Il y a vingt-six ans hier, dans la nuit du 6 au 7 décembre 1905 exactement, un mystérieux inconnu s'introduisait dans la chambre du trésor de la basilique de Saint-Nicolas-de-Port et dérobait presque tous les reliquaires de métal précieux qu'on y avait replacés après la célèbre procession.

Ce sacrilège souleva alors une émotion considérable, une instruction fut ouverte et, bientôt abandonnée : on ne rencontrait aucune piste intéressante.

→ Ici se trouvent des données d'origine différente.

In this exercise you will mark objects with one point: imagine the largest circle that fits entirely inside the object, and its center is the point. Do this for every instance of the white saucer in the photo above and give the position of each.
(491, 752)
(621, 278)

Cependant, des mains pieuses reconstituaient tant bien que mal, pour la procession suivante, le trésor pillé ; une procession sans reliquaire, c'est bien triste. On fit des maquettes en bois doré et ainsi le souvenir, au moins la tradition, ne put s'effacer.

Or samedi soir, au cours de la pittoresque cérémonie, que connaissent tous les Lorrains, M. le chanoine Guillaume, curé-doyen de la basilique, monta en chaire et annonça que les reliques étaient retrouvées, que les fidèles allaient pouvoir de nouveau leur rendre leurs pieux hommages. « Ne me demandez aucune explication, ajouta-t-il, je suis lié par un secret, je ne pourrais rien vous dires… »

Ainsi le mystère qui entourait déjà la disparition des reliques planait encore autour de leur restitution. Et les légendes commencèrent à naître, car les pierres et les meubles saints semblent posséder l'extraordinaire vertu d'exciter les imaginations : les reliques s'étaient trouvées comme par miracle disposées sur le maître autel à l'instant de la procession. Un inconnu, vêtu d'un manteau aux couleurs de murailles, était venu sonner la nuit à la porte du curé et lui avait remis le trésor dans un coffre, le voleur mourant lui avait confessé sa faute… Et que sais-je encore ? Tous les beaux romans qui enchantèrent, voire épouvantèrent notre enfance, renaissaient spontanément et, de la meilleure foi du monde, la légende, la Légende se préparait à devenir un peu l’histoire.

Professionnellement, hélas, nous devons être, nous, des tueurs de légendes. Malgré tout, nous sommes allé voir M. le curé. Non que nous nous proposions de lui demander de trahir en notre faveur sa parole sacrée — encore que nous en eussions eu la prétention, nous n'en aurions pas eu, du moins, l'audace — mais simplement parce que nous ne voulions pas être le dernier à venir vénérer les saintes et précieuses reliques.

M. le chanoine Guillaume voulut bien nous confier pourtant que la condition de cette heureuse restitution était de l'entourer du secret le plus absolu : une personne — messager peut-être du repentir — était venue le trouver, un jour, en lui disant : « Je sais où est le trésor… »

Et c'est ainsi qu'après vingt-six années exactement, alors que la prescription assurait le coupable de l'impunité, pour récompenser les fidèles de leur pieux attachement, saint Nicolas leur a fait rendre ses reliques.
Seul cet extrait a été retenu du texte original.